We stopped for a little Bratwurst and chips in a lovely little café in the shadow of the cathedral, just over the other side of the Spree.  It was lovely to recharge the legs but, as they had no toilet, and we needed another comfort break we had to set off again.  We refused to pay the 50c for the public toilets and decided to chance our arm in the posh department store opposite instead.  We ended up paying 75c and so we showed them who was in charge…..but I did take a lot of toilet roll from them to balance it up.

Having been so disappointed at the Potsdammer Platz market yesterday, we decided to try out one of the other options circled on our map by the hotel.  We made our way over to Nollendorfplatz where we were told that the market would be one of the best.   I got trapped in the train doors as it nipped the back of my winter coat and allowed me to go full Michael Jackson with a forwards lean, but you should never go full Michael Jackson.

The station had the feel of New York with the subway being in the middle of the street but raised up above street level.  We couldn’t find the market initially but then found it hidden away under the tracks.   It’s fair to say, this little market in the centre of Berlin’s gay district gave a different view of the festive season.  

The first stall as you walked in was filled with candles and the first one that I spotted was an ample pair of bosoms.  I laughed and pointed them out to Titchy and she pointed out that I would be able to take a GCSE biology lesson with all of other body parts on display.   

We moved down through the stalls and there was one which just had  dozens of paintings and drawings of the male member in various states of anger and activity. I was having a little look as I walked past and the artist behind the counter barked at me ‘I drew all of these myself’.  I couldn’t think of what to say that would be polite and so picked ‘Oh, I can see you have quite the eye for it’.  I was stuck for another polite response when he fired back with “they are all drawn from memory”.    I was equally surprised and impressed that he had time to man his stall given the amount of sausage he had been memorising.
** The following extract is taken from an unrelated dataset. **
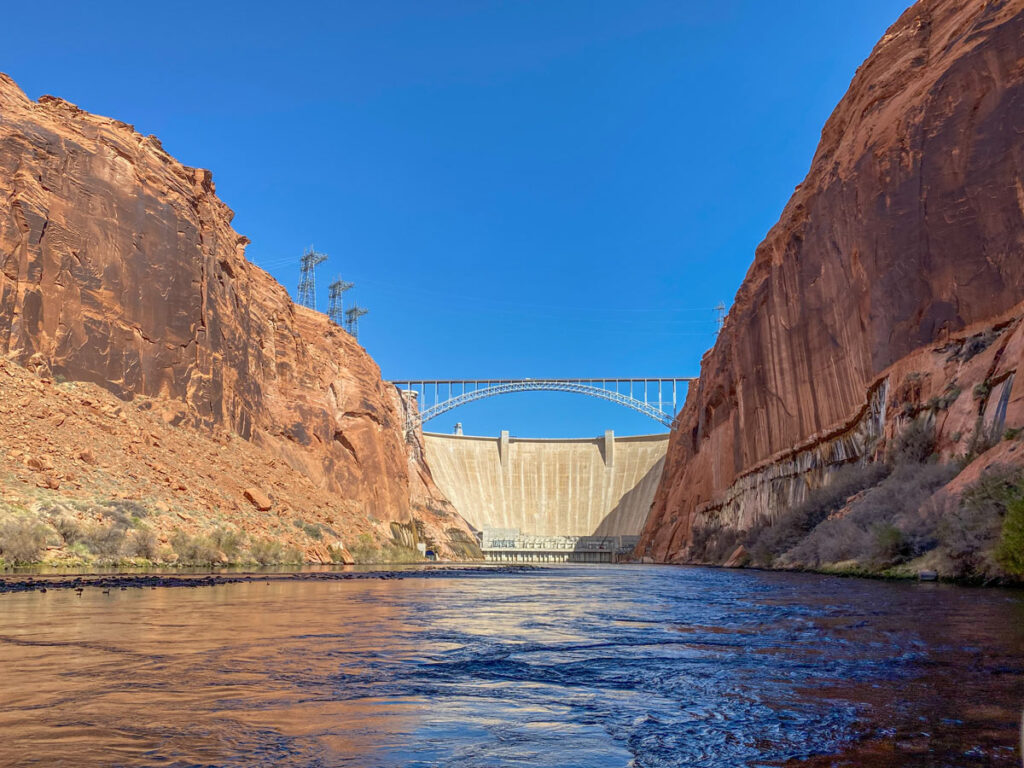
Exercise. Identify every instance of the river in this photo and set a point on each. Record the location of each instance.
(558, 667)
There were a lot of blokes standing drinking beers around a table, maybe 5 of them, each ignoring the other members of the group and focusing on the phones that were all on the same app, Grinder.  It was hunting hour.  Possibly the least Christmassy Christmas market we had ever seen, but entertaining nonetheless.  If I had not been scared of getting searched at the airport in the morning, I would have bought a few highly detailed vagina candles for Christmas morning.

We headed back to the hotel, quickly washed and dressed for dinner and took in the final ever episode of the German Version of ‘You Bet’ before we headed out for dinner.  Until you have seen Cher trying to work out what the hell was going on in a German TV studio before miming her latest song, you haven’t really lived.  

We were worn out and so opted for the place right over the road, Ristorante Diomira.  It was a weird mix of German and Italian food but we had a good laugh and a good feed for our last night.  We picked up chocolate gifts in the supermarket next door then headed for bed.

As always with these mini breaks, it was hard to decide if we had done Berlin or Berlin had done for us.